Spoilboards draw air through them. Any tiny microscopic bit of heat buildup or ember or spark can get right out of hand in very short order. The best way to avoid fires is to use sharp tooling, proper feeds and speeds - in particular, not too slow - and allow a place for chips to go without piling up in the kerf.

I started a few fires on my current machine early on before realizing a very subtle problem. I had correctly calculated feeds for maximum travel speed, but on this particular machine acceleration is fairly slow. Whenever I had a slightly dull tool I was creating a lot of heat in the corners where the machine slowed down. Took me a while to figure this out. The previous operator had set a few using downshear tooling over a spoilboard.

Even with a lot of knowledge, people make errors - it's part of being human. Entering a speed 10X too slow by missing a digit is not uncommon. Add this to a tool that has gotten dull in flake but still cuts well, then slide a piece of MDF on the table and you have a fire ready to start. Bottom line, have an extinguisher or two handy near your machine, pay as close attention to the programming and stay alert, especially when you are new to a piece of hardware.

Another often missed issue... Say a fire starts in your spoilboard. First thing you want to do is shut down the machine, right? Well, be careful and think before you react. My machine has a very large dust hood and safety shroud. Say you shut it off with the bit buried in the material right over the fire. The dust hood comes down over the whole thing, creating a sealed up oven with the dust collector running and no way to shoot the extinguisher onto the affected area. Potentially a very bad scene. I got lucky in that the bit wasn't buried and I could push the head away.

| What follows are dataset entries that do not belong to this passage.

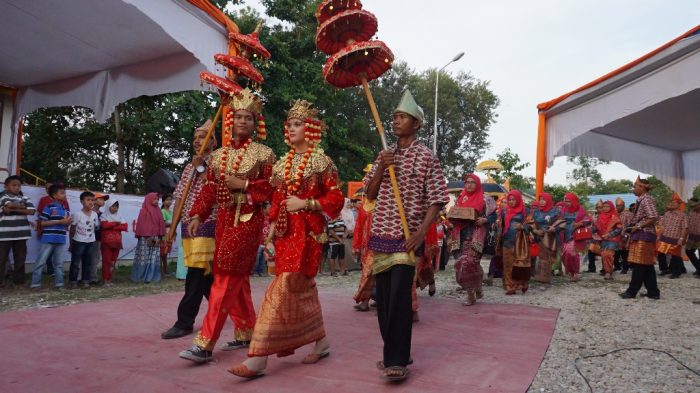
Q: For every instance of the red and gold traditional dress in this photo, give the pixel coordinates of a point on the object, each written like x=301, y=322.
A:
x=290, y=314
x=239, y=223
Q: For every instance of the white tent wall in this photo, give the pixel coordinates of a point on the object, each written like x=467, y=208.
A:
x=645, y=118
x=5, y=135
x=105, y=53
x=129, y=207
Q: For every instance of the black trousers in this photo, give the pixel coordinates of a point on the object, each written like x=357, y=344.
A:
x=676, y=266
x=19, y=254
x=395, y=314
x=591, y=262
x=444, y=255
x=693, y=257
x=620, y=261
x=197, y=286
x=643, y=274
x=663, y=262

There is very rarely mention of these issues in any training course or literature. Thanks again for the post.



From contributor X:
You should not be entering feeds and speeds for router bits every time you make a program. You should set the speeds in your database or CAD/CAM software tool database. This way you greatly reduce the chance of underfeeding or overfeeding, due to clerical errors, as in your case which resulted in this fire. You might want to try using a larger diameter 3/8" or 1/2" and make sure the router bit is not longer than it should be for the material you're using.


From contributor D:
The tooling databases I use have minimum and maximum feeds and speeds, but it didn't help on the day a part shifted on the pods, and on the subsequent deep mortise, the collet rubbed the work piece and started a fire. No one can foresee every potential fire hazard, and you did well and it probably gave you a healthy paranoia. Everyone who has a close call like that, I think is better for it.


From the original questioner:
It has been a humble experience to say the least. Last month I went to cut the grass at the entrance of the farm and got the bad boy lawnmower stuck in a ditch as I was finishing. Not watching the muffler (which is in the back of a large zero turn), I burned 4 acres before the fire department arrived. I am moving slowly now.


From contributor K:
Lots of times, all it takes is plunging the bit into hardwood and not ramping in and out to get things hot enough to burn.


From the original questioner:
Contributor X is right. When I am nesting my parts, I use the same setup every time and a 3/8 inch compression bit for cut outs (the x3 has 3 z heads). I had cut some foam the previous day. A fellow who was buying a machine like mine had come to see it and brought a dxf of some squares cut from birch with an MDF core. When I was cutting the foam the previous day, I was cutting through in one pass (foam) and forgot to reset the pass depth, as his parts were set for a 1/4 " tool path. One just does not realize how fast this can get away from you.